La difficulté à discerner des brèches, des lézardes dans ces illusions massivement imposées requiert à elle seule toutes nos forces de méditation, de spéculation, d'imagination et de stratégie. Par quelle chance, et serait-on tenté de dire, par quelle grâce, nous est-il donné de voir, de temps à autre, par delà les écrans de la représentation? L'impersonnalité du discours est souvent fallacieuse, et je ne puis, à cette étape de ma démonstration, me dispenser d'un rappel pour ainsi dire « autobiographique ». Certes, si j'entreprends la critique du culte de l'identité, ce n'est certes pas du haut d'une « supra-identité » que l'on pourrait faire passer pour de l'objectivité selon ce tour de passe-passe familier aux discoureurs des « sciences humaines », mais bien du cœur d'une aventure vécue, dont je suis le seul auteur, d'une aventure qui n'engage que moi, et qui ne s'adresse aux autres que par cette inadvertance dans la prodigalité qui est le caractère immémorial des écrivains français. Quoique nous en disions, toutes nos théories naissent d'un sentiment intime, d'une expérience intérieure qui nous paraît inexplicablement plus précieux que toutes les bonnes ou mauvaises intentions. Le désintéressement prend sa mesure à ce sentiment, ou mieux vaudrait dire, à cette expérience.
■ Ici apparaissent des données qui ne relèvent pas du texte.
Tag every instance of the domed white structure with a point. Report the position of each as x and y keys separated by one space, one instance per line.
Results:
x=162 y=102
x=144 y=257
Nous ne sommes pas intéressés, au sens vulgaire, car nous ne comprenons pas la logique de l'échange. Ce que nous sommes, ce que nous offrons, nous paraît trop précieux pour faire l'objet d'un marchandage. La Qualité d'un être ou d'une œuvre est irréductible et incommensurable. Mais nous ne sommes pas non plus désintéressés au sens où nous consentirions à sacrifier notre aventure à quelque intérêt général.

Ni intéressés, ni désintéressés, nous échappons à l'identification et nous y échappons d'autant mieux que, sitôt hors de cette lamentable alternative, c'est l'infini qui s'offre à nous comme une source inépuisable. La Qualité est l'inépuisable richesse du monde, la Quantité est la multiplication et le dénombrement de sa pauvreté. Le règne de la Quantité accumule la pauvreté, thésaurise la misère de ces « temps de manque » dont parlait Hölderlin. La Qualité nous révèle l'infinité qualitative de chaque seconde, ainsi rendue victorieuse du temps, et se prolongeant dans nos imaginations et nos mémoires en arborescences orphiques. Le pathos, la mauvaise conscience, le malheur informe et uniforme naissent des fausses alternatives que l'on ne cesse de nous imposer, faisant de chaque choix, c'est-à-dire de chaque exercice de notre libre arbitre, l'équivalent d'un sacrifice sur l'autel de l'égoïsme et du désintéressement, de l'utilité privée, ou publique. On comprend qu'en de pareilles conditions, les êtres humains soient hostiles à la pensée, si enclins aux abrutissements. La lucidité est insoutenable lorsqu'elle met en évidence notre misère, elle devient un prodige de hauteurs sans fins dès lors qu'échappant aux alternatives elle nous invite au déchiffrement des apparences.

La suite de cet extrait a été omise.